I stand by in wonderment that they can be so sure they're right. The issues are so complicated, sos dependent on conditions that I for one can't guess at and am loth to imagine. I feel the same about them as I do about Bush.
Should we withdraw all troops from Iraq? Should we surge forward? How do they know? What's the evidence, for or against? By which I mean evidence. More and more, the evidence for my opinions consists of the opinions of other people I've decided to put my faith in. And more and more, that feels perilous to me.
Of course, I feel from time to time as if I know too, but in all honesty, it's more that I feel that I "know." At some level, I know that I don't. Other people aren't hindered by any such doubts.
The President and General Petraeus think they know what to do about Iraq, as do Nancy Pelosi, Jim Webb, and other people from my side of the fence. And this is one thing I know: all of them know more about it than I do, at least as regards logistics, risk/benefit studies, and so on.
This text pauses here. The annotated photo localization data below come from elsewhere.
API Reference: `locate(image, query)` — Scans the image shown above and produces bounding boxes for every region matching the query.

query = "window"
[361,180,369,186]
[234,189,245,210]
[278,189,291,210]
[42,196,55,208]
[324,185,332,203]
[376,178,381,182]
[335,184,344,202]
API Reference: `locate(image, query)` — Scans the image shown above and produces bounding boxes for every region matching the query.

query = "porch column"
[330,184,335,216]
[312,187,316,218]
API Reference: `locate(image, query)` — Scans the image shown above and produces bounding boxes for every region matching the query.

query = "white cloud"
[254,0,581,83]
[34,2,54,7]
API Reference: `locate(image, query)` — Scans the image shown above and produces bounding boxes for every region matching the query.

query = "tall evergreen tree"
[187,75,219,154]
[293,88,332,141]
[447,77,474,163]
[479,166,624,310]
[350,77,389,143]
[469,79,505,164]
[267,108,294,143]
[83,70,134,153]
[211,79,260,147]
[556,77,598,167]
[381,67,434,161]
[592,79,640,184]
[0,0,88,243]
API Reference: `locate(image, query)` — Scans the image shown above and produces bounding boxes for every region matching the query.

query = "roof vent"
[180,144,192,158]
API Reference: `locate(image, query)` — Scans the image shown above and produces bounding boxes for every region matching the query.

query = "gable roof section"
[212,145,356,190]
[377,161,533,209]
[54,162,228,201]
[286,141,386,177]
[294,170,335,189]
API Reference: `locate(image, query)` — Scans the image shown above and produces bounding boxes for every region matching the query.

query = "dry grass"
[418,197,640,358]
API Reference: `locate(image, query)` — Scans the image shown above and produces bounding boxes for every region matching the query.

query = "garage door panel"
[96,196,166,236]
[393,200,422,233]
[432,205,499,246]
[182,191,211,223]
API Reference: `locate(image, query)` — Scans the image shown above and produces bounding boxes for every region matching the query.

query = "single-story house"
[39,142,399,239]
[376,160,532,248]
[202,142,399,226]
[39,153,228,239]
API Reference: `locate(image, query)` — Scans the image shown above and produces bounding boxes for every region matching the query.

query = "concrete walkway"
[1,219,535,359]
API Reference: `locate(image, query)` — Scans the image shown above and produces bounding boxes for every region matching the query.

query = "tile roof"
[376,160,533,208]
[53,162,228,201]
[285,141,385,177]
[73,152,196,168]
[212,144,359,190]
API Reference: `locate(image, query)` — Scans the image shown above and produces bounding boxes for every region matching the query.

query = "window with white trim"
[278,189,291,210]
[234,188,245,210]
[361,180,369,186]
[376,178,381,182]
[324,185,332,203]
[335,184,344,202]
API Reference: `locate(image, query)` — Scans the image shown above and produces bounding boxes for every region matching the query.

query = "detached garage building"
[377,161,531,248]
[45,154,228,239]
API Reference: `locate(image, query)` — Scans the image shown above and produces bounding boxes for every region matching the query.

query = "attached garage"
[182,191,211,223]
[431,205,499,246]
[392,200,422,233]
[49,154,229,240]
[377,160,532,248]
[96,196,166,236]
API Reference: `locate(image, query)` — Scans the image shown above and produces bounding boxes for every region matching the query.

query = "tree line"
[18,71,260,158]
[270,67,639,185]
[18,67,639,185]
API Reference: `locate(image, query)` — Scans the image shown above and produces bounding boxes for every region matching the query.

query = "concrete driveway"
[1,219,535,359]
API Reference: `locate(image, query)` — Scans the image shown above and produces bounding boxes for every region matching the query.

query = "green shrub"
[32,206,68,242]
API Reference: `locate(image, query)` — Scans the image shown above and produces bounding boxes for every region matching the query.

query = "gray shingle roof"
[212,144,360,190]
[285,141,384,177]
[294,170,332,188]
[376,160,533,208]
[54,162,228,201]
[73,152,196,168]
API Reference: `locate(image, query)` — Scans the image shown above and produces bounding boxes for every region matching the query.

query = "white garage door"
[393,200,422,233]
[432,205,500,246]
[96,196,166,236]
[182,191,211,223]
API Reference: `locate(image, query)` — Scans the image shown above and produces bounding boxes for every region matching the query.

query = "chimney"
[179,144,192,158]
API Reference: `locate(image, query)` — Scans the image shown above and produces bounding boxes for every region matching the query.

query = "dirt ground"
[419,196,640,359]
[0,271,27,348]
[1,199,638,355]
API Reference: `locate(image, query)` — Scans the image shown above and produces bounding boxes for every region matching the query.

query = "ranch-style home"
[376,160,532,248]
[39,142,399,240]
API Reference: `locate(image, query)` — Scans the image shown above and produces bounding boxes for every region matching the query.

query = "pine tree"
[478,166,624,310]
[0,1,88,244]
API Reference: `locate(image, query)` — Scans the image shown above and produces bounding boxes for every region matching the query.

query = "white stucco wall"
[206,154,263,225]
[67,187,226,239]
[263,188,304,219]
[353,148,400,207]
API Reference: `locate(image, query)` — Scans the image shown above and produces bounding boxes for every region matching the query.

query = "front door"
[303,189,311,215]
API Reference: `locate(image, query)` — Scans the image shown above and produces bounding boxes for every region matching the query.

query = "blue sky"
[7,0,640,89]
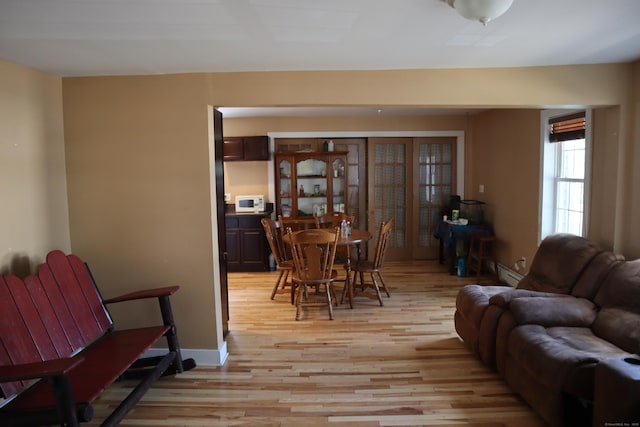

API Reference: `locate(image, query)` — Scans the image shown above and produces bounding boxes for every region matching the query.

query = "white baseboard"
[496,263,523,287]
[145,341,228,367]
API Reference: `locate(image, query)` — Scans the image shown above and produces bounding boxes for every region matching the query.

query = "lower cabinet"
[225,213,270,272]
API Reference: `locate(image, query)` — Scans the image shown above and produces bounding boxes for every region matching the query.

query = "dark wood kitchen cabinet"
[223,136,269,161]
[225,212,271,272]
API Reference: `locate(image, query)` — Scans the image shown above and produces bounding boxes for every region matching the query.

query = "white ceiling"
[1,0,639,78]
[1,0,639,118]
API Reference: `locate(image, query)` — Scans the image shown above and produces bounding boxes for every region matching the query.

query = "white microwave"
[235,195,265,213]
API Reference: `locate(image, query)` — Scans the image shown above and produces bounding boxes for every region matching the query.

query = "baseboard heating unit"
[496,263,524,287]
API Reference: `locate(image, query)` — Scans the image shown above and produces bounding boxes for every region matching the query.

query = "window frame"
[539,109,592,242]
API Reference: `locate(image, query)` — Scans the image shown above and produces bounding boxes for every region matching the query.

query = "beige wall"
[62,75,219,349]
[468,109,541,267]
[626,61,640,255]
[0,59,70,276]
[59,63,637,357]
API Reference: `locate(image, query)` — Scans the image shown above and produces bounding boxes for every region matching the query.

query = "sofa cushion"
[510,297,597,327]
[517,233,602,294]
[591,259,640,354]
[592,308,640,355]
[593,259,640,308]
[508,325,601,389]
[571,251,624,300]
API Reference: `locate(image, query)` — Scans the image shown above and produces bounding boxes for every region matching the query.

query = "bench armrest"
[103,285,180,304]
[0,357,83,382]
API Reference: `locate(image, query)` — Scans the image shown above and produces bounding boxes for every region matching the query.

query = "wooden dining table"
[282,227,372,309]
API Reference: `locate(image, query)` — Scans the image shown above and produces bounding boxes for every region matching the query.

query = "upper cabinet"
[275,152,348,218]
[223,136,269,161]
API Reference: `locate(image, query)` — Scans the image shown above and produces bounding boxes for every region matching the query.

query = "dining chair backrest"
[372,218,394,269]
[315,212,355,229]
[287,228,339,284]
[261,218,288,266]
[277,215,319,232]
[277,216,318,262]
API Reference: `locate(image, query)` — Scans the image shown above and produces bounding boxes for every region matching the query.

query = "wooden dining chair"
[315,212,355,229]
[277,215,319,232]
[261,218,294,301]
[315,212,355,265]
[349,218,393,306]
[276,216,319,278]
[287,227,340,320]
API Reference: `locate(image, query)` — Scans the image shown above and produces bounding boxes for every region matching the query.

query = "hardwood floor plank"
[87,261,544,426]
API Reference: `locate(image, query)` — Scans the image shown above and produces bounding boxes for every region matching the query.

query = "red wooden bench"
[0,250,196,426]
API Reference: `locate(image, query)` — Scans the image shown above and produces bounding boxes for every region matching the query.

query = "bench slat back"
[0,251,113,399]
[0,274,52,396]
[45,250,113,341]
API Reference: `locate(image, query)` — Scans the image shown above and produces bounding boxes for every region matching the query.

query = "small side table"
[433,220,493,275]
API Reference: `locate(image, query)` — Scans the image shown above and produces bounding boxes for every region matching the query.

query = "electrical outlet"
[479,184,485,193]
[224,193,231,202]
[513,257,527,271]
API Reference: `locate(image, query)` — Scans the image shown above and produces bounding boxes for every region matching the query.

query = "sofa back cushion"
[592,259,640,354]
[571,251,624,300]
[517,233,602,294]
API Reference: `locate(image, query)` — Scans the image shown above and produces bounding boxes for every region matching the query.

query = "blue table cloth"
[434,220,493,274]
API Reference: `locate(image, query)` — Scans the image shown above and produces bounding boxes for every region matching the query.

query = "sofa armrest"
[509,296,597,327]
[489,289,573,308]
[594,356,640,426]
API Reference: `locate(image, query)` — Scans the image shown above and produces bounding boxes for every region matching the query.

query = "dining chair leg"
[290,281,297,305]
[377,272,391,297]
[370,273,384,306]
[340,269,355,308]
[326,284,335,320]
[295,283,305,321]
[271,270,286,300]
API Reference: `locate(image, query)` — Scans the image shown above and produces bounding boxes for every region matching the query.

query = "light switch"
[479,184,485,193]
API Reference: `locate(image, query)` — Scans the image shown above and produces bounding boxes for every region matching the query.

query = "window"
[540,110,591,241]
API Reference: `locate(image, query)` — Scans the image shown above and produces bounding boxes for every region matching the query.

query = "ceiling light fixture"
[447,0,514,25]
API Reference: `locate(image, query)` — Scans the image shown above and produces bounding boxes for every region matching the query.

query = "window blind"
[549,112,586,142]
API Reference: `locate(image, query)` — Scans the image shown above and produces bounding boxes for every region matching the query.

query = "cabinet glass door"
[296,158,327,217]
[331,158,346,213]
[278,158,293,217]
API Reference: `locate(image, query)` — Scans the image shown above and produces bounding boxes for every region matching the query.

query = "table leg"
[340,245,354,309]
[449,239,456,275]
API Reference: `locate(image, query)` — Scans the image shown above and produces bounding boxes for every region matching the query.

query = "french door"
[368,137,456,260]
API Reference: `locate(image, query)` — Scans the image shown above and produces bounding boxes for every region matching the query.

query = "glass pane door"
[368,138,410,260]
[414,137,456,259]
[369,136,456,261]
[296,158,327,217]
[331,158,346,213]
[278,158,293,217]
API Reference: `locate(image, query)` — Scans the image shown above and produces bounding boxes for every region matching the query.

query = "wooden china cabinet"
[275,152,348,218]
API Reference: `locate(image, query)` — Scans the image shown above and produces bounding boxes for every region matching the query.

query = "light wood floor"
[89,261,544,426]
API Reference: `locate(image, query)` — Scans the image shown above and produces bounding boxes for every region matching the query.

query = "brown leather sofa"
[455,234,607,368]
[455,234,640,426]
And this is another thing I know: half the problem with the discussion is that no one ever finishes their sentences.
Now James Baker---Mr. "Grave and Deteriorating"----is weighing in on the President's, and General Petraeus's side.
[quote begins from Salon, "Still Grave and Deteriorating," by Walter Shapiro]
The president's plan ought to be given a chance," Baker told the Senate
Foreign Relations Committee. "The general [David Petraeus] you
confirmed 81-0 just the day before yesterday, this is his idea. He's a
supporter of it. He's now the commander on the ground in Iraq. Give it
a chance." Baker repeated his refrain so often that it sounded like he
was channeling some perverse version of a John Lennon tune: "Give
Escalation a Chance."
[quote ends]
The trouble I have with the request to "give it a chance" is that it's an incomplete sentence. A chance to do what, exactly? A chance to win? Win what for whom? What measurable, identifiable goal or prize should we expect? How will we know when we get there?
I'm disconcerted that this is Baker, previously of the Iraq Study Group, telling me this. Not that I believed he was objective, but I'd given him credit for a certain level of detachment.
What's missing at this point is information from reliable sources. Everything is getting filtered through politics, including an article such as Shapiro's. As I trust Salon and have determined over the years that their views and mine are generally parallel, I am inclined to allow my opinions to be guided by them.
But the stakes at present are too high for me to rely even on Salon. I want objective data to the extent any can be had.